Zero-shot material state segmentation suffers from synthetic data lacking real-world texture diversity and from costly, low-accuracy annotations of real images. Method: We propose a novel natural-pattern injection paradigm: unsupervised texture clustering and transfer embed authentic textures and patterns from natural images into SVBRDF/PBR-enhanced synthetic rendering pipelines, yielding physically accurate and visually realistic synthetic data. Contribution/Results: We establish the first cross-domain, multi-state zero-shot material state segmentation benchmark supporting partial-similarity annotations. We design a zero-shot semantic segmentation network tailored to this paradigm. On our benchmark, our method significantly outperforms mainstream foundation models and generalizes robustly across six+ domains (e.g., food, soil) and ten+ states (e.g., wet, dry, infected). We publicly release 300K textures, the full dataset, source code, and pre-trained models.

Visual recognition of materials and their states is essential for understanding the physical world, from identifying wet regions on surfaces or stains on fabrics to detecting infected areas on plants or minerals in rocks. Collecting data that captures this vast variability is complex due to the scattered and gradual nature of material states. Manually annotating real-world images is constrained by cost and precision, while synthetic data, although accurate and inexpensive, lacks real-world diversity. This work aims to bridge this gap by infusing patterns automatically extracted from real-world images into synthetic data. Hence, patterns collected from natural images are used to generate and map materials into synthetic scenes. This unsupervised approach captures the complexity of the real world while maintaining the precision and scalability of synthetic data.

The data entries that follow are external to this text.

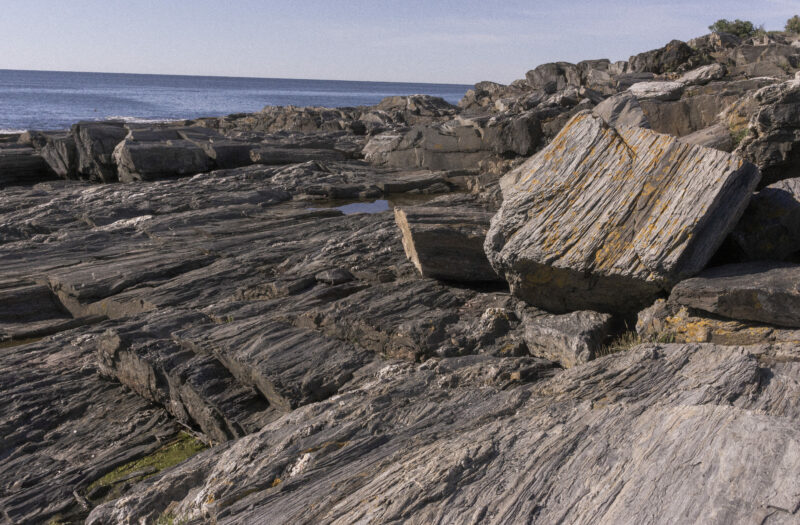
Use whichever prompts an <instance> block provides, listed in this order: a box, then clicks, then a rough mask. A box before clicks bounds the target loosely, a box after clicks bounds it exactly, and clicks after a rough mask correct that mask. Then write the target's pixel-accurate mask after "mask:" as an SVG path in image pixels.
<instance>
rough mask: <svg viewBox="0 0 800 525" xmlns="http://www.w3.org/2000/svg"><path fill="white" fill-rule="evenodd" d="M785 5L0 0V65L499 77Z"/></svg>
mask: <svg viewBox="0 0 800 525" xmlns="http://www.w3.org/2000/svg"><path fill="white" fill-rule="evenodd" d="M797 13H800V0H750V1H742V0H724V1H723V0H715V1H698V0H695V1H688V0H671V1H661V0H638V1H636V0H608V1H603V0H595V1H584V0H560V1H557V0H556V1H554V0H540V1H528V2H522V1H515V0H508V1H493V0H483V1H478V0H460V1H450V0H440V1H437V0H428V1H417V0H404V1H395V0H372V1H362V0H326V1H322V0H294V1H289V0H286V1H284V0H269V1H260V2H259V1H255V0H238V1H237V0H227V1H226V0H213V1H212V0H180V1H179V0H157V1H156V0H127V1H124V2H123V1H117V0H103V1H101V0H70V1H67V0H3V1H2V9H1V10H0V35H2V36H0V69H45V70H58V71H103V72H125V73H165V74H169V73H171V74H190V75H229V76H251V77H279V78H322V79H339V80H383V81H409V82H453V83H465V84H472V83H475V82H477V81H480V80H495V81H498V82H504V83H506V82H510V81H511V80H513V79H515V78H520V77H522V76H524V73H525V71H527V70H528V69H531V68H533V67H534V66H536V65H538V64H541V63H544V62H551V61H556V60H566V61H570V62H577V61H579V60H583V59H589V58H610V59H611V60H622V59H627V58H628V57H629V56H630V55H631V54H633V53H637V52H641V51H646V50H648V49H653V48H655V47H660V46H662V45H664V44H665V43H666V42H668V41H669V40H671V39H673V38H678V39H682V40H686V39H689V38H692V37H694V36H699V35H701V34H704V33H707V32H708V31H707V26H708V25H709V24H710V23H712V22H713V21H715V20H717V19H719V18H729V19H734V18H741V19H746V20H751V21H753V22H754V23H756V24H764V26H765V27H766V28H767V29H782V28H783V26H784V23H785V21H786V19H787V18H789V16H791V15H793V14H797Z"/></svg>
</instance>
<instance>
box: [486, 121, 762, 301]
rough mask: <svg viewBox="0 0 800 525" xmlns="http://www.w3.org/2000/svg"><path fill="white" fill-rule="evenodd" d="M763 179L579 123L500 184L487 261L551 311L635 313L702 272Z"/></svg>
mask: <svg viewBox="0 0 800 525" xmlns="http://www.w3.org/2000/svg"><path fill="white" fill-rule="evenodd" d="M598 167H599V168H598ZM620 173H625V176H619V174H620ZM758 180H759V174H758V170H757V169H756V168H755V167H754V166H752V165H750V164H749V163H747V162H745V161H743V160H741V159H739V158H737V157H734V156H731V155H729V154H726V153H723V152H720V151H716V150H710V149H707V148H701V147H698V146H690V145H687V144H682V143H680V142H678V141H677V140H676V139H674V138H672V137H669V136H667V135H661V134H658V133H655V132H652V131H650V130H645V129H642V128H622V129H619V130H615V129H614V128H610V127H608V126H607V125H606V124H605V123H604V122H603V121H602V119H600V118H599V117H595V116H593V115H592V114H591V113H589V112H584V113H580V114H578V115H577V116H576V117H574V118H573V120H572V121H571V122H570V123H569V124H567V126H566V127H565V128H564V129H563V130H562V132H561V133H560V134H559V135H558V137H556V139H555V140H554V141H553V142H552V143H551V144H550V145H549V146H548V147H547V148H545V149H544V150H542V151H541V152H539V153H538V154H537V155H535V156H534V157H532V158H531V159H530V160H528V161H527V162H526V163H525V164H523V165H522V166H520V167H519V168H517V169H516V170H514V171H513V172H511V173H509V174H507V175H506V176H505V177H504V178H503V180H502V181H501V186H502V187H503V195H504V199H505V200H504V202H503V205H502V207H501V208H500V211H499V212H498V213H497V215H495V217H494V218H493V219H492V225H491V229H490V231H489V233H488V235H487V238H486V244H485V249H486V253H487V255H488V257H489V261H490V262H491V263H492V266H493V267H494V268H495V270H496V271H497V273H498V275H501V276H503V277H505V278H506V280H507V281H508V282H509V284H510V286H511V290H512V292H513V293H514V294H515V295H516V296H518V297H521V298H523V299H525V300H526V301H528V302H529V303H531V304H533V305H535V306H539V307H542V308H544V309H545V310H548V311H552V312H557V313H558V312H565V311H571V310H576V309H592V310H599V311H605V312H634V311H638V310H640V309H641V308H642V307H644V306H645V305H647V304H650V303H652V301H653V299H655V296H656V295H657V294H659V293H660V292H661V291H662V290H668V289H670V288H671V287H672V286H673V285H674V284H675V283H677V282H678V281H680V280H682V279H684V278H686V277H689V276H691V275H694V274H696V273H698V272H699V271H701V270H702V269H703V267H704V266H705V264H706V263H707V262H708V260H709V259H710V258H711V256H712V255H713V254H714V252H715V251H716V249H717V248H718V247H719V245H720V244H721V243H722V241H723V240H724V238H725V236H726V235H727V234H728V232H729V231H730V230H731V229H732V228H733V226H734V225H735V223H736V221H737V220H738V219H739V217H740V216H741V214H742V212H743V211H744V208H745V207H746V205H747V202H748V201H749V199H750V195H751V193H752V191H753V188H754V187H755V185H756V184H757V182H758ZM683 195H693V196H695V197H696V198H694V199H684V198H679V197H678V196H683ZM700 196H702V198H700Z"/></svg>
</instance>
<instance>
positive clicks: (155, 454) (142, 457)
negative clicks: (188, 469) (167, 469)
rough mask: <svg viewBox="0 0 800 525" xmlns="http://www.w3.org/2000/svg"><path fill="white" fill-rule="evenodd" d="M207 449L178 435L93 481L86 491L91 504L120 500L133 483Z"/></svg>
mask: <svg viewBox="0 0 800 525" xmlns="http://www.w3.org/2000/svg"><path fill="white" fill-rule="evenodd" d="M205 448H207V446H206V445H205V443H203V442H202V441H200V440H198V439H196V438H195V437H193V436H191V435H189V434H187V433H186V432H181V433H180V434H178V437H177V438H176V439H175V440H174V441H172V442H170V443H168V444H166V445H164V446H163V447H161V448H160V449H158V450H156V451H155V452H153V453H152V454H150V455H148V456H144V457H142V458H139V459H136V460H134V461H131V462H130V463H126V464H125V465H122V466H120V467H117V468H116V469H114V470H112V471H111V472H109V473H108V474H106V475H105V476H103V477H102V478H100V479H97V480H95V481H94V482H92V484H91V485H89V487H88V488H87V490H86V493H87V494H88V497H89V499H90V500H92V501H108V500H111V499H116V498H118V497H120V496H121V495H122V494H123V492H124V491H125V490H126V489H127V487H129V486H130V485H132V484H134V483H138V482H139V481H142V480H144V479H147V478H149V477H151V476H153V475H155V474H157V473H159V472H161V471H162V470H164V469H166V468H169V467H172V466H174V465H177V464H178V463H181V462H183V461H185V460H187V459H189V458H190V457H192V456H194V455H195V454H197V453H198V452H200V451H202V450H204V449H205Z"/></svg>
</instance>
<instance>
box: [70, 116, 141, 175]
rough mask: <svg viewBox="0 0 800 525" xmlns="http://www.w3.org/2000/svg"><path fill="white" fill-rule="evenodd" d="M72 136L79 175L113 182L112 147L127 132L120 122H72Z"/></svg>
mask: <svg viewBox="0 0 800 525" xmlns="http://www.w3.org/2000/svg"><path fill="white" fill-rule="evenodd" d="M71 133H72V136H73V137H74V139H75V147H76V148H77V152H78V167H77V170H78V174H79V176H80V178H82V179H87V180H92V181H99V182H115V181H116V180H117V179H118V177H117V167H116V164H115V161H114V158H113V156H114V148H116V147H117V144H119V143H120V142H122V141H123V140H124V139H125V137H126V136H127V135H128V129H127V128H125V126H124V124H123V123H122V122H79V123H78V124H75V125H73V126H72V130H71Z"/></svg>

We also present the first comprehensive benchmark for zero-shot material state segmentation, utilizing real-world images across a diverse range of domains, including food, soils, construction, plants, liquids, and more, each appears in various states such as wet, dry, infected, cooked, burned, and many others. The annotation includes partial similarity between regions with similar but not identical materials and hard segmentation of only identical material states. This benchmark eluded top foundation models, exposing the limitations of existing data collection methods. Meanwhile, nets trained on the infused data performed significantly better on this and related tasks. The dataset, code, and trained model are available. We also share 300,000 extracted textures and SVBRDF/PBR materials to facilitate future datasets generation.